Hi Folks,
Bit of a delayed resource roundup/life update/newsletter for you all this week. Good Folk took the week off for the long weekend, my birthday, and an apartment move all at once. It’s been busy! As I write this, I am sitting in my new place in Chapel Hill staring out at the treetops bending over the creek. Trucks navigating the back parking lots of grocery stores. An open sign flashing red and blue through a distant storefront. It feels good to be back in a city, and weird at the same time. Once more I am the observer in the window, watching the world move about me below. Somehow this role feels natural. I am older now, but I feel myself softening into life with age. There are so many things I want and yet I do not know how to articulate them. But I know that this— writing from my kitchen table, drinking coffee in a patch of sunlight— will always be part of that.
Anyways, all this is to say that I apologize for the delay in posts this week, and Good Folk will be back to its normal schedule next week. There’s plenty of good stuff below to make up for it, though, I promise.

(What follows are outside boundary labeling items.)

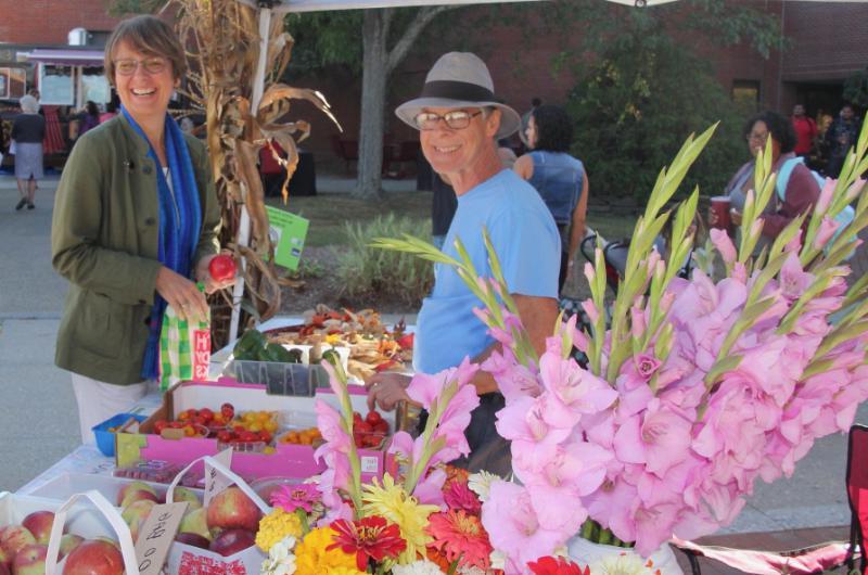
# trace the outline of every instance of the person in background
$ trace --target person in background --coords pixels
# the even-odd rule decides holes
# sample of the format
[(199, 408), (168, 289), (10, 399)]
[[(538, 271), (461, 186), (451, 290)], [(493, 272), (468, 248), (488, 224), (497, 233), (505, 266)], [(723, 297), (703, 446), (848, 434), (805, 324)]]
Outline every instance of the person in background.
[(844, 104), (841, 113), (826, 130), (826, 142), (829, 144), (829, 163), (826, 165), (826, 176), (838, 178), (844, 167), (847, 151), (856, 143), (859, 137), (859, 118), (853, 112), (853, 106)]
[[(506, 138), (498, 140), (497, 157), (505, 168), (511, 169), (516, 158), (515, 152), (508, 144), (509, 140)], [(455, 190), (449, 186), (448, 176), (435, 173), (431, 184), (434, 192), (431, 197), (431, 243), (437, 250), (443, 250), (443, 242), (458, 208), (458, 200)]]
[(81, 116), (81, 127), (78, 129), (78, 137), (81, 138), (88, 130), (95, 128), (100, 125), (100, 108), (97, 107), (97, 102), (88, 100), (85, 104), (85, 115)]
[(117, 97), (112, 94), (112, 100), (105, 104), (105, 112), (100, 114), (100, 124), (103, 122), (108, 122), (113, 117), (117, 116), (117, 102), (115, 100)]
[(573, 256), (585, 237), (588, 175), (580, 159), (570, 155), (573, 122), (565, 110), (542, 105), (534, 110), (525, 132), (531, 152), (515, 161), (514, 170), (536, 188), (561, 234), (558, 289), (573, 267)]
[[(744, 164), (726, 188), (726, 195), (730, 199), (730, 213), (732, 223), (741, 226), (741, 213), (744, 210), (744, 201), (748, 190), (754, 187), (754, 163), (761, 150), (765, 151), (766, 141), (771, 139), (771, 170), (778, 174), (784, 163), (794, 159), (795, 131), (792, 123), (777, 112), (762, 112), (753, 116), (744, 126), (744, 137), (748, 148), (754, 159)], [(766, 205), (763, 213), (763, 233), (757, 250), (771, 242), (790, 221), (803, 213), (809, 213), (819, 199), (820, 187), (801, 161), (794, 165), (787, 180), (783, 200), (777, 192)], [(717, 216), (714, 212), (709, 214), (709, 225), (715, 226)]]
[(39, 104), (33, 95), (21, 99), (22, 113), (12, 124), (12, 141), (15, 143), (15, 179), (21, 199), (16, 210), (24, 206), (34, 209), (37, 181), (42, 174), (42, 140), (46, 137), (46, 118), (39, 115)]
[(817, 139), (817, 123), (814, 122), (814, 118), (805, 115), (805, 106), (802, 104), (793, 106), (793, 115), (790, 122), (793, 123), (793, 130), (795, 130), (795, 148), (793, 148), (793, 152), (797, 156), (808, 157)]
[[(420, 131), (422, 152), (437, 174), (448, 177), (458, 209), (446, 234), (445, 253), (458, 258), (460, 239), (476, 270), (492, 276), (483, 229), (488, 231), (500, 260), (509, 293), (537, 353), (558, 317), (558, 254), (560, 239), (539, 194), (503, 168), (496, 139), (514, 133), (519, 114), (497, 101), (488, 67), (478, 56), (450, 52), (437, 60), (425, 78), (420, 98), (405, 102), (395, 114)], [(465, 357), (483, 361), (499, 344), (475, 316), (478, 298), (451, 266), (434, 265), (434, 288), (419, 311), (413, 368), (438, 373)], [(410, 378), (378, 373), (367, 382), (368, 404), (394, 409), (409, 400)], [(489, 373), (473, 379), (480, 406), (471, 412), (465, 436), (470, 457), (455, 464), (476, 471), (509, 473), (509, 442), (497, 434), (495, 413), (503, 395)]]
[(163, 315), (206, 317), (220, 208), (204, 144), (168, 115), (184, 51), (153, 16), (123, 21), (105, 44), (120, 114), (84, 135), (63, 169), (51, 254), (69, 281), (54, 361), (72, 372), (81, 439), (128, 410), (158, 376)]

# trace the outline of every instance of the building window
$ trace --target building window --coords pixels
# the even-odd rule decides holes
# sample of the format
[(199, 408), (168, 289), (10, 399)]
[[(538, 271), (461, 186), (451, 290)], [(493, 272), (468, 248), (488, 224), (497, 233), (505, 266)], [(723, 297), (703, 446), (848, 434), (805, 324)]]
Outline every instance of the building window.
[(14, 100), (27, 93), (26, 78), (22, 68), (0, 68), (0, 98)]
[(39, 103), (73, 105), (73, 67), (39, 64)]
[(733, 80), (732, 101), (739, 107), (755, 110), (760, 103), (760, 80)]

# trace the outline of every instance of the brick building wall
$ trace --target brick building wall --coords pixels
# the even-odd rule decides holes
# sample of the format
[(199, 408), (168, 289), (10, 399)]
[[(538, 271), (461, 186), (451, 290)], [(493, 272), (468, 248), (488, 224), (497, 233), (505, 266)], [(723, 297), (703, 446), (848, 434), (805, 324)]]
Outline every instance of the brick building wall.
[(105, 0), (0, 0), (0, 42), (65, 44), (73, 28), (106, 31), (118, 22)]

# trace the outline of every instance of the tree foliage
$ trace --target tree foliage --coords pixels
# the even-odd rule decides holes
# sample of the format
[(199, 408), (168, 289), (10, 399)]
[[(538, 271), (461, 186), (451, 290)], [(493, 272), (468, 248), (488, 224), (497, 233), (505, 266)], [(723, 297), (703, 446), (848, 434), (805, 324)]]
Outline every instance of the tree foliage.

Also, another call for stories. If you have a story you’d like to share or have responded to any of our prompts, email it to us below, and we’ll feature it in an upcoming newsletter. And, if you live in Chapel Hill and want to hang out, please reach out! I’m new to this area and always looking for friends.
Solitary Gardens is giving prison cells a new life as gardens in New Orleans.
Last year I read The Round House, and Louise Erdrich broke me open. Currently I am on Love Medicine. The Painted Drum is now next on my list.
Bloomberg is investigating why rural areas are so hesitant to get the Covid vaccine, and the two Americas that are emerging from the growing vaccination gap.
Hurricane season, Southern Louisiana, and a lack of help from the Federal Emergency Management Agency (FEMA) for those who need it most, via NPR.
This is really cool, and I wish we did this with more books:
An interview with author Ashley C. Ford in The Rumpus about motherhood, authenticity, relationships, family, writing, and redemption.
Shakey Graves covering Pixies is the peace I needed this week:
Audio documentarian and artist James T. Green talking about better ways to work as an artist, holding yourself accountable, and routine in The Creative Independent.